Ia merincikan, kejadian pertama terjadi di Desa Labuhan Mapin, tanggal 9 Juni 2026. Akibat kejadian tersebut satu unit rumah milik Jafar rata dengan tanah dengan kerugian materil ditaksir mencapai Rp7 juta dan tidak ada korban jiwa.
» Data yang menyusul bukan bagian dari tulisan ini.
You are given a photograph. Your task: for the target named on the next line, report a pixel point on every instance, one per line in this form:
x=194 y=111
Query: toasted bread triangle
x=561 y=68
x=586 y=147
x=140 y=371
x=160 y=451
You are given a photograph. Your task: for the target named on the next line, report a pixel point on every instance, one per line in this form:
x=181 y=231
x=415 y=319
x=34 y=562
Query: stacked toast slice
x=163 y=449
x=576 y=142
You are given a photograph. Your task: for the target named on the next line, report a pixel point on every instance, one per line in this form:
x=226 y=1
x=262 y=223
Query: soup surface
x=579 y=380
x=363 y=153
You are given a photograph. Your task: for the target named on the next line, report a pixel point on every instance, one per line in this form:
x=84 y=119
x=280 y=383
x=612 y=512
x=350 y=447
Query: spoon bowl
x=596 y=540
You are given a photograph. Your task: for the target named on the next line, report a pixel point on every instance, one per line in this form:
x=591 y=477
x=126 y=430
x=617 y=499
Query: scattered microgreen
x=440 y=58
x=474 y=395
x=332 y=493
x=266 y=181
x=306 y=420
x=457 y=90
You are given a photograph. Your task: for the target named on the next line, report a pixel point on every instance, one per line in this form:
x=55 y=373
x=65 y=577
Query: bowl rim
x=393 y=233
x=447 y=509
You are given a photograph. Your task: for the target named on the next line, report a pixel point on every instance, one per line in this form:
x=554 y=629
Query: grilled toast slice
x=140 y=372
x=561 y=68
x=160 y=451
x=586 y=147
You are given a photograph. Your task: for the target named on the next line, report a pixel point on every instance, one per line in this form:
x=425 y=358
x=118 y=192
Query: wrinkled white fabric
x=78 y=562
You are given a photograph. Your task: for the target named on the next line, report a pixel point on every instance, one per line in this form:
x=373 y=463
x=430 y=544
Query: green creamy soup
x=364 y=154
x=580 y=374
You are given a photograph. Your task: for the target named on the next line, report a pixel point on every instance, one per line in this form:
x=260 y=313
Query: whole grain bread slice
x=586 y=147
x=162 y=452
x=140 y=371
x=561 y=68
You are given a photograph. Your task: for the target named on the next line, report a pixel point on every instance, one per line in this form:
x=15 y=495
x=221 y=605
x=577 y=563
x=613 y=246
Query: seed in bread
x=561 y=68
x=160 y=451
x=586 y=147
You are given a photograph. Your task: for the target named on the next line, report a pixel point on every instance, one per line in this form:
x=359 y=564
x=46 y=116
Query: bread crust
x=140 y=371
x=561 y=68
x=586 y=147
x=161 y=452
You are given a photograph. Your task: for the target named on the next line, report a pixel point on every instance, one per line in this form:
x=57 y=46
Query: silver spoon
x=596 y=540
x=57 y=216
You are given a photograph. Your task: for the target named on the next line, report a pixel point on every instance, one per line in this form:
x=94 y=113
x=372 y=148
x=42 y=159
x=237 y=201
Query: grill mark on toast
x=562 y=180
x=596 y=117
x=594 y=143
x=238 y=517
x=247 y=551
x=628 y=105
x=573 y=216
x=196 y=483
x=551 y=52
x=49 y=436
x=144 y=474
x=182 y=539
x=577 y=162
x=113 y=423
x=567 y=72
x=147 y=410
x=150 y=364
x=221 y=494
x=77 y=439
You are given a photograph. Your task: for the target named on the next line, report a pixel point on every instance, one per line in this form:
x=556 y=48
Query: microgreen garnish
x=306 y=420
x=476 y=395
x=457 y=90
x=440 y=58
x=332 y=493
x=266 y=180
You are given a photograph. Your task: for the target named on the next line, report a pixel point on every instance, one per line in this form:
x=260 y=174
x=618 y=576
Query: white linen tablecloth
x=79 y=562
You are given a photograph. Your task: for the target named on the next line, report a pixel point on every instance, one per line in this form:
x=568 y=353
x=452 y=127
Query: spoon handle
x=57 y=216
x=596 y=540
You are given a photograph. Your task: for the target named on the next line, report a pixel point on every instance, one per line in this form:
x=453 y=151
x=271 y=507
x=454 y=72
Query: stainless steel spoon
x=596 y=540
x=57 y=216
Kejadian kedua terjadi di Kelurahan Brang Biji, yang mengakibatkan satu unit rumah terbakar, Rabu (10/6) sekitar pukul 22.45 WITA dengan kerugian ditaksir sekitar Rp150 juta. Penyebab kebakaran diduga akibat korsleting listrik mesin air dengan kondisi rumah yang kosong.
“Rumah yang ludes terbakar ini merupakan rumah, milik Edi Bahtiar dan pada saat kejadian rumah tersebut dalam keadaan kosong,sehingga tidak ada satupun barang yang bisa diselamatkan,” jelasnya.
Kejadian ketiga terjadi di Desa Labuhan Kuris, kecamatan Lape, Jumat (12/6) sekitar pukul 17.54 WITA. Dalam kejadian tersebut, satu unit rumah ludes terbakar dan satu unit lainnya hanya terdampak dengan total kerugian mencapai Rp300 juta.
Kejadian keempat terjadi di desa Lenangguar, kecamatan Lenangguar, Sabtu (13/6) sekitar pukul 13.30 wita. Akibat kejadian tersebut dua unit rumah milik H. Saifuddin dan Subekti Saputra ludes terbakar. Selain itu terdapat dua unit rumah yang terbakar milik Junaidi dan Hasbullah dengan kerugian sekitar 5 persen.
“Penyebab kebakaran karena korsleting listrik dan pada saat kejadian, rumah dalam keadaan kosong lantaran pemilik rumah masih berada di kebun,” urainya.
Hasil investigasi terhadap kasus kebakaran yang terjadi di Sumbawa lantaran arus pendek listrik akibat instalasi yang sudah berumur. Pihaknya pun sudah mengimbau masyarakat untuk memperhatikan instalasi listrik mereka masing-masing untuk menekan terjadinya hal yang tidak diinginkan.